Guided by a brief from tutor Abbie Vickress, we hoped to inspire the students to develop projects in response to the sound archive collections. The brief asked students to reflect on the role of the archivist; on how sound is used in exhibitions; and how one might attempt to ‘archive the intangible’.
After two weeks of work the creative responses emerged in the form of one-minute sound pieces and video works with accompanying visual art, and one online performance. What follows is a mini-gallery of ten sound works and one video, each presented with notes provided by the respective artists.
Michelle Lim draws inspiration from the exhibition’s display of historical recording devices and suggests that in our rush to digitise our sonic past we’re in danger of losing something equally precious – our tactile relationship with the physical world. Chang Liu and Julie-Anne Pugh both envisage therapeutic applications in which future ‘sound hospitals’ blend sound and memory to create bespoke treatments. Andrea Li seeks to preserve the endangered sounds of a once leisurely world, now being swept away in the headlong rush toward faster technology. Yuen Wai Virginia Ma and Alice Lin re-enact the ‘hit and miss’ nature of archival selection/survival, and its equally arbitrary neurological counterpart, the human brain.

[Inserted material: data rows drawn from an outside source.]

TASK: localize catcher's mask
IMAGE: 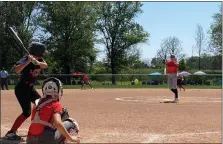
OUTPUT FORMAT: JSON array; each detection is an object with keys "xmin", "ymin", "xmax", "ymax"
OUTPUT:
[
  {"xmin": 29, "ymin": 42, "xmax": 46, "ymax": 57},
  {"xmin": 42, "ymin": 77, "xmax": 63, "ymax": 101}
]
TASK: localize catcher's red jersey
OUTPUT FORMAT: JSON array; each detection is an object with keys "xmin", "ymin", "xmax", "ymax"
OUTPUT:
[
  {"xmin": 28, "ymin": 98, "xmax": 62, "ymax": 136},
  {"xmin": 166, "ymin": 61, "xmax": 179, "ymax": 73}
]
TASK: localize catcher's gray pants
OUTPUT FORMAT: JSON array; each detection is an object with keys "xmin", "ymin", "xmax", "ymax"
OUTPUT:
[
  {"xmin": 168, "ymin": 74, "xmax": 177, "ymax": 89},
  {"xmin": 27, "ymin": 121, "xmax": 75, "ymax": 144}
]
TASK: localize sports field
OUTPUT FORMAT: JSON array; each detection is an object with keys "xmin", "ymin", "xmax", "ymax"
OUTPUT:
[{"xmin": 1, "ymin": 88, "xmax": 222, "ymax": 143}]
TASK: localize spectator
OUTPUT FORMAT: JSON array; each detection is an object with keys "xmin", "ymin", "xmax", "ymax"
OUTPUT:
[{"xmin": 1, "ymin": 67, "xmax": 9, "ymax": 90}]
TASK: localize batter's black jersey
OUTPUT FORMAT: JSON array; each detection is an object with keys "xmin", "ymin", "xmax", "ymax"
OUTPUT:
[{"xmin": 16, "ymin": 56, "xmax": 44, "ymax": 86}]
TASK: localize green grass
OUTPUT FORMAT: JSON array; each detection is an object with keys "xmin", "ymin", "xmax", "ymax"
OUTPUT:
[{"xmin": 5, "ymin": 83, "xmax": 222, "ymax": 89}]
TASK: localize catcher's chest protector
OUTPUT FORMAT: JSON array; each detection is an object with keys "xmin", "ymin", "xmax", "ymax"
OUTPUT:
[{"xmin": 31, "ymin": 99, "xmax": 55, "ymax": 128}]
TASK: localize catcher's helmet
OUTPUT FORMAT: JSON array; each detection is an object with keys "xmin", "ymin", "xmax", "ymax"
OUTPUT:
[
  {"xmin": 29, "ymin": 42, "xmax": 46, "ymax": 57},
  {"xmin": 42, "ymin": 77, "xmax": 63, "ymax": 101}
]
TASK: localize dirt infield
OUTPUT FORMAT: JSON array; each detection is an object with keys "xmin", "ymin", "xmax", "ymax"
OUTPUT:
[{"xmin": 1, "ymin": 89, "xmax": 222, "ymax": 143}]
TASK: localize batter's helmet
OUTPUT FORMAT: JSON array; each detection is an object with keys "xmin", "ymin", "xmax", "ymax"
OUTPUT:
[
  {"xmin": 29, "ymin": 42, "xmax": 46, "ymax": 57},
  {"xmin": 170, "ymin": 55, "xmax": 175, "ymax": 58}
]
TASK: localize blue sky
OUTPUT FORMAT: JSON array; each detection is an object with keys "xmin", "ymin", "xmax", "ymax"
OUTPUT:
[{"xmin": 98, "ymin": 2, "xmax": 221, "ymax": 60}]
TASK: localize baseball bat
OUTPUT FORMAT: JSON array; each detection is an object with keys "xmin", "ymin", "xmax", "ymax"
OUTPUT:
[
  {"xmin": 163, "ymin": 58, "xmax": 166, "ymax": 75},
  {"xmin": 9, "ymin": 27, "xmax": 30, "ymax": 55}
]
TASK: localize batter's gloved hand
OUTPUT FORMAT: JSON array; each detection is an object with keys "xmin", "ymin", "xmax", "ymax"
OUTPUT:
[{"xmin": 61, "ymin": 108, "xmax": 70, "ymax": 121}]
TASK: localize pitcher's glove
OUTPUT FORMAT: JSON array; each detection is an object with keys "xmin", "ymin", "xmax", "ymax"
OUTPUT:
[{"xmin": 61, "ymin": 108, "xmax": 70, "ymax": 121}]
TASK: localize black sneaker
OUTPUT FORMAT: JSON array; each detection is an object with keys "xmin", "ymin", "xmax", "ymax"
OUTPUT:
[{"xmin": 5, "ymin": 131, "xmax": 22, "ymax": 141}]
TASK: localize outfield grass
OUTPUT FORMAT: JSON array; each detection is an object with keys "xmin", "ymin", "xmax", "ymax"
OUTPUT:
[{"xmin": 6, "ymin": 83, "xmax": 222, "ymax": 89}]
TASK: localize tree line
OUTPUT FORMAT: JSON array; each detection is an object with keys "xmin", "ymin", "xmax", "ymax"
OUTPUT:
[{"xmin": 0, "ymin": 1, "xmax": 222, "ymax": 84}]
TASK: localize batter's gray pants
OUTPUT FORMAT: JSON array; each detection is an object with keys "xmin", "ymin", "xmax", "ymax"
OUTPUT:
[
  {"xmin": 168, "ymin": 74, "xmax": 177, "ymax": 89},
  {"xmin": 27, "ymin": 121, "xmax": 76, "ymax": 144}
]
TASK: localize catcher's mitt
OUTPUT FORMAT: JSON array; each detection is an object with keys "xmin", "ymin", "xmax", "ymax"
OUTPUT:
[{"xmin": 61, "ymin": 108, "xmax": 70, "ymax": 121}]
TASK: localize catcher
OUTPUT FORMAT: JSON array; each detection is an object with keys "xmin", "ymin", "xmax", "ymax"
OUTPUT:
[
  {"xmin": 27, "ymin": 77, "xmax": 80, "ymax": 144},
  {"xmin": 4, "ymin": 42, "xmax": 48, "ymax": 140}
]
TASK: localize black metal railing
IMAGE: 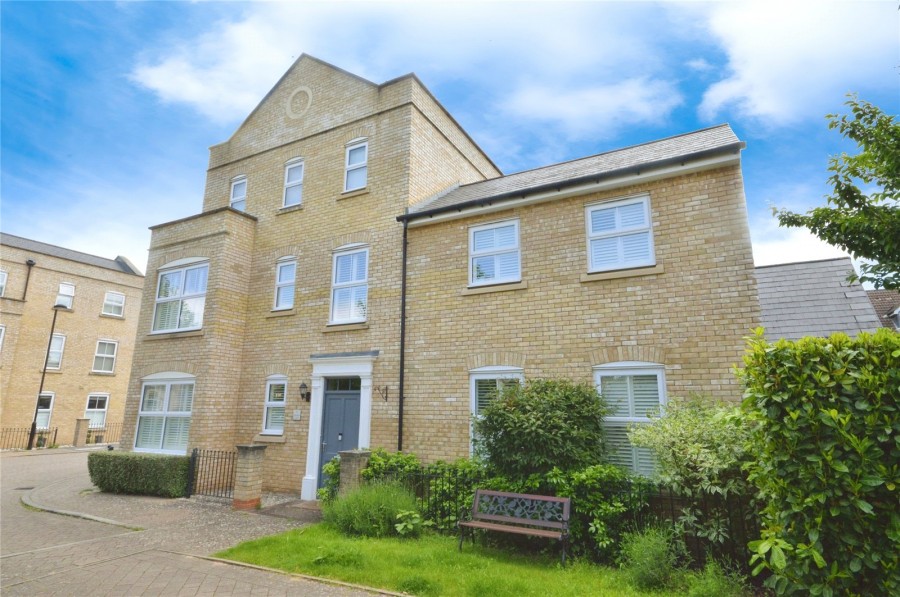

The Archive of Tactile Expression exists in a future where our relationship with technology has become so intimate that it acts as our intermediary with the physical world. Everything has been virtualized, thus, we have forgotten how it feels to touch. Physical objects have been modelled and re-conceptualised into digital space. All of our motions have been reduced to the limited gestures between our fingertips and the screen.
The Archive includes The Death of the Button - an audio-narration of the history of the push-button, an artifact that sits in the Archive. It narrates the push-button's transition from an object of wonderment in the 20th century to an intangible idea in an era of 21st-century touchscreens. More from Michelle Lim
The ‘Sound Hospital’ is a place that archives coloured noises. Different coloured noises have different functions. For example, white noise can help people with concentration while pink noise can help people to sleep well….
So, what I want to do is to provide an experience room for people in this hospital.
Music Remedies challenges modern attitudes toward well-being and the many new health trends we are adapting to, through an attempt to heal physical illnesses like hangovers without the need of painkillers.
This 60-second sound piece is a sample of a longer composition designed to guide one out of the depths and into the light through a series of specific layered sounds.
‘The Collection of Obsolete Interactions’ is one of the sound categories within the slow archive that showcases everyday forgotten ephemeral interactions that have become redundant due to developments in technology and the drive for consumers wanting things faster, stronger and better. These interactions relate to the entertainment, service and communication areas of consumers’ lives.
Brain as an Archive is a performance that shows our minds’ selective archives of memories, conversations and emotional baggage. The main objective of this project is to give authorship to the viewer in creating their own narrative. The sound of this piece is composed of a combined mix of different narratives.